Wichita, KS. Another year of March Sadness for Mizzou fans has set in as the upstart and upset-minded Drake Bulldogs gritted out an impressive victory on Thursday night against the 6-seeded Tigers. The loss assured that Missouri would fail to reach the second weekend of the NCAA Tournament yet again (it hasn’t advanced to the Sweet 16 since 2009) and fans are left searching for answers.
I grew up with Missouri basketball heartbreak. It started in 1994, watching Khalid Reeves and Arizona end Norm Stewart’s dream run. A year later, Tyus Edney went coast-to-coast, and my childhood ended in 4.8 seconds. Norfolk State? Kim Anderson’s lost years? Just more scars.
And now, this.
Missouri, a 6-seed with so much promise, fell flat in Wichita, losing 67-57 to 11-seed Drake
The nightmare has become all too common for Mizzou fans, thousands of which attempted to will the Tigers to victory.

Bennett Stirtz, the Liberty, MO native who began his career at Northwest Missouri State. torched Mizzou on 8-11 shooting in a raucous Intrust Bank Arena. Drake, the mid-major darlings, outworked, outshot, and ultimately outplayed a team that, just weeks ago, seemed destined for a deep run.

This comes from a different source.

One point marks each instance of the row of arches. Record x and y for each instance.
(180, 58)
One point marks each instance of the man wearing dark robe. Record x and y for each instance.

Walking into the postgame locker room, the scene was brutal. Mark Mitchell sat at his locker, staring at the floor, eyes welling up as he tried to put into words what went wrong. Ant Robinson, normally so composed, struggled through the answers. They knew—they all knew—this season wasn’t supposed to end like this.
It had all started so well. The Tigers beat Kansas. They stormed into Gainesville and toppled No. 1 Florida on their home court. February 19, Mizzou Arena rocked as they took down Alabama. But something changed. Caleb Grill’s shooting went ice cold. The defense stopped forcing turnovers. That relentless energy, the one that made Missouri so dangerous, just disappeared.
And on Thursday night, Drake made them pay for it.
Dennis Gates has given this program life. He took them from SEC irrelevance to national conversation in just a few years. But this loss? It stings. Now the question lingers: where does Missouri go from here?